I could understand it if you were new into a relationship but that neediness after 3 years together is unusual.

Talk to him though if it makes you so unhappy.

ALovelyBitOfSquirrel · 28/04/2020 14:52

I don’t particularly want children, it’s never been something I see myself having but I do want to get married and have a commitment but he doesn't want to

Hmm

This is clearly not the man for you.

SimonJT · 28/04/2020 17:40

If you don’t want children why did you choose a partner who has children?

You’re jealous that a very young child is being appropriately parented. Should he say no to spending time with his son, should he expect a six year old to take himself off to bed?

If someone putting their six year old to bed feels abandoned then you need to sort yourself out, that isn’t normal at all. Yes, it might be a boring wait, but as an adult that isn’t a hardship.

If my boyfriend complained I was parenting my son he wouldn’t be my boyfriend any longer.

aSofaNearYou · 28/04/2020 18:59

It's not needy or abnormal to feel lonely if he is spending two hours putting his child to bed - I go to bed about two hours after my DD does, that is a very long bedtime routine that could easily leave no quality time for the adults and leave OP feeling lonely. Most non parents will have rarely encountered or considered cosleeping. There's no need to insult her as though she is just complaining about him popping up to tuck his son in, that's clearly not the case.

We can all agree this is not the relationship for OP, but she is not needy and has nothing to be ashamed of, her expectations are very average.

HeckyPeck · 28/04/2020 19:56

We can all agree this is not the relationship for OP, but she is not needy and has nothing to be ashamed of, her expectations are very average.

Agreed. Some people on here just love to stick the boot in. Take it with a pinch of salt OP.

dontdisturbmenow · 29/04/2020 07:31

It's not needy or abnormal to feel lonely if he is spending two hours putting his child to bed
I appreciate everyone is different but needing to have your partner with you in the evenings or you feel miserable is very dependent forming. It's ironic to be annoyed with a 6 year for wanting the same thing, except it's more understanding at that age!

It sounds like the two hours was unusual and is normally shorter.

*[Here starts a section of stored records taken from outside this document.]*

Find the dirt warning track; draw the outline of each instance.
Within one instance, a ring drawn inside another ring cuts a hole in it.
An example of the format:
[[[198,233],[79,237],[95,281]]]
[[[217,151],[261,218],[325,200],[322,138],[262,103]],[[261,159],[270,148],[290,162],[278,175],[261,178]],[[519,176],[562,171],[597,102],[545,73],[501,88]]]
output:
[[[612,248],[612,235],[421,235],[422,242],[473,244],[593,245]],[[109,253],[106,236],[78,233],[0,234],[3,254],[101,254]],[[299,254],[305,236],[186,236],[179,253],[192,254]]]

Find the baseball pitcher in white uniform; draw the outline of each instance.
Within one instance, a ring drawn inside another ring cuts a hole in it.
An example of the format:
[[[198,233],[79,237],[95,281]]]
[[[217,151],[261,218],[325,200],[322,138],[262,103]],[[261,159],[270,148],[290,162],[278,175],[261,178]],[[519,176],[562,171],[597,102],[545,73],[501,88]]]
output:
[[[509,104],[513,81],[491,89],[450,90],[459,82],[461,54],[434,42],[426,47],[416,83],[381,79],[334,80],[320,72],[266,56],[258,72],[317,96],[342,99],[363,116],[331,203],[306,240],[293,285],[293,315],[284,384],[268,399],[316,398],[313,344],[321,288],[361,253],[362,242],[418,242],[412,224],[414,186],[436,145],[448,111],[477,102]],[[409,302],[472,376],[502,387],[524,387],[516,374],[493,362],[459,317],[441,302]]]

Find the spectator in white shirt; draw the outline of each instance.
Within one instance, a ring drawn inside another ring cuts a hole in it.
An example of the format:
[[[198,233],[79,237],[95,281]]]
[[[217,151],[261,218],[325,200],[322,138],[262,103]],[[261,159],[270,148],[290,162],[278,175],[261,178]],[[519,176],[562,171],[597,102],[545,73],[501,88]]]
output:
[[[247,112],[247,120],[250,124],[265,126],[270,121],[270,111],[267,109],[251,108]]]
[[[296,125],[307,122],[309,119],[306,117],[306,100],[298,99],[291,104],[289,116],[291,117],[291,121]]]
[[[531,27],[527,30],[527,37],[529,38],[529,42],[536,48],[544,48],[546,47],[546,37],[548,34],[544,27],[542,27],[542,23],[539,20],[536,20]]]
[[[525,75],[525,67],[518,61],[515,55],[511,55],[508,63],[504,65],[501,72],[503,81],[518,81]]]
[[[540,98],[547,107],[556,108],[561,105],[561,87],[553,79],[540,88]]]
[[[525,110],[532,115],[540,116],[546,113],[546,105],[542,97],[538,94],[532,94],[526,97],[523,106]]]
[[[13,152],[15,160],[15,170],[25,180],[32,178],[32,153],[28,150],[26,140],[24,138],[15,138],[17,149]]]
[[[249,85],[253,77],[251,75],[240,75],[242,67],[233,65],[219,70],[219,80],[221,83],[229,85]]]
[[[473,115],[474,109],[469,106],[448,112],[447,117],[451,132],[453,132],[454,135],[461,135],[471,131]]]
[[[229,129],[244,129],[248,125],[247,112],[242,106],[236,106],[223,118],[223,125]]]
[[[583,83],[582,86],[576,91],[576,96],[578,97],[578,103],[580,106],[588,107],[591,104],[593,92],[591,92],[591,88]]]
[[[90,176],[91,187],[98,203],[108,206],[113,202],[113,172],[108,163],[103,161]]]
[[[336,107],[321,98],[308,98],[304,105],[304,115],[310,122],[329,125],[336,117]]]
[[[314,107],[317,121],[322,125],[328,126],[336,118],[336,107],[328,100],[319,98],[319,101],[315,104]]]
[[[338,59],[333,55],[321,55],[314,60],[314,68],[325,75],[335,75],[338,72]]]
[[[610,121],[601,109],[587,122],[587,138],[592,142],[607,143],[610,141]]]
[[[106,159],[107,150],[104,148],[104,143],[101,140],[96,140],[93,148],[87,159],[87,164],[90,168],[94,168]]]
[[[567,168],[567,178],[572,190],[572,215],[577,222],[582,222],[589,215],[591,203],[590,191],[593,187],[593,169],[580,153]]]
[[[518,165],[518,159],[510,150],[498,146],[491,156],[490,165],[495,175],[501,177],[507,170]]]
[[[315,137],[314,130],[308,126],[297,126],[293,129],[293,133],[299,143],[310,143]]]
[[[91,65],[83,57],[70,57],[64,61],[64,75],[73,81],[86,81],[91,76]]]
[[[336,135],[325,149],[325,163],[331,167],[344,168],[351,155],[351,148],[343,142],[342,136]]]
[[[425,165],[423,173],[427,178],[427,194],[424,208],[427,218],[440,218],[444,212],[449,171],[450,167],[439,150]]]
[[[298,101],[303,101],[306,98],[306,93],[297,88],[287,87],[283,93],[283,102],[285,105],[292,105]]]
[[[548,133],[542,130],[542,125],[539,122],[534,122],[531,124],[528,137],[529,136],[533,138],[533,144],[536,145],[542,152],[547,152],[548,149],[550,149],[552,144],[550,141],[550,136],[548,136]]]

It will get better and that time will be shorter, but that's something you need to accept if you share a household with a child.

Giespeace · 29/04/2020 08:16

It's ironic to be annoyed with a 6 year for wanting the same thing

Except, as with most kids that age, the day will have revolved around them and the adults won’t have had peace to have an actual conversation. So OP looks forward to some scraps at the end of the day, only for her DP to take up to two hours getting the child to sleep.

Most relationships require couples to be able to spend some time actually having a relationship. This kind of thing puts a strain on marriages/relationships where both adults are the parents, never mind step situations. It’s not just OP being needy.